The dust is settling again. The roosters cannot sing. The rooftops boast of few pigeons. They sunbathe until mellowness is all juiced out. And now, the town is going back to sleep.
They've been induced in it for few years now, the swallows young and old. Some fledglings were never taught to fly. They were fed the pleasure pill too soon. Earning one's worm had become an afterthought. The town out there was now a blur. One could hire any stuff right here: colourful feather, soporific bubble. One could revel in earth's meek charms, disparage its hidden secrets. Yet stay oblivious.
They lived in a multi-spaced tangle, those birds. They latched onto its blinds like rabid spiders. It was a hook that secured them to their nest. It had its own marshmallow alibis. There, their minds were bogged in soggy labyrinths.

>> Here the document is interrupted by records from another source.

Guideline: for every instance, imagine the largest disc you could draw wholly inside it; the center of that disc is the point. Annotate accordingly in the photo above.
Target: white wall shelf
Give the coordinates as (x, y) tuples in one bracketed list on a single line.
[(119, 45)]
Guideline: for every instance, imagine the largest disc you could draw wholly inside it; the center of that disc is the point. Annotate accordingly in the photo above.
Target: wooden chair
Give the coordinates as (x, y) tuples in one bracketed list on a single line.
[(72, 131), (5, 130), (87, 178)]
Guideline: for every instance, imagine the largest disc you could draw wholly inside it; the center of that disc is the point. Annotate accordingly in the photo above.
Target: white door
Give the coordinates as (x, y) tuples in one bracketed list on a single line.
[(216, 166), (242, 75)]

There they resolved twisted mobius strips, did facelifts by puffing up their plumes, chirped to their echoes believing them to be other birds.

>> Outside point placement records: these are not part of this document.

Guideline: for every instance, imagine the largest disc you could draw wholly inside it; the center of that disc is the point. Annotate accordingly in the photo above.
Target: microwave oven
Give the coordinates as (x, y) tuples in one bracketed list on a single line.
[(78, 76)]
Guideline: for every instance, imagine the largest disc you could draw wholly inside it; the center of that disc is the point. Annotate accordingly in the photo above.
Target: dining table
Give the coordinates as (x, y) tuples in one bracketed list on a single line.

Meanwhile, out there, the town was ablaze. The hawks had piled their straw too high, exposed it to the scorching new sun. They thought they could rule the sky, pinch straw from other nests, as the little ones tumbled in their crafted tangle. The hawks thought they could soar higher. That they would never need to fly. But now the fire was consuming their spoils, licking everything on its path, even the miserly glow-worms and the slave ants.
The fledglings could faintly sniff the smoke. They pulled the blinds up for a peep. They were puzzled. But they figured the town was the tangle, its mirror. So, with droopy eyes, they re-entered the labyrinth and aggressively put the fire out.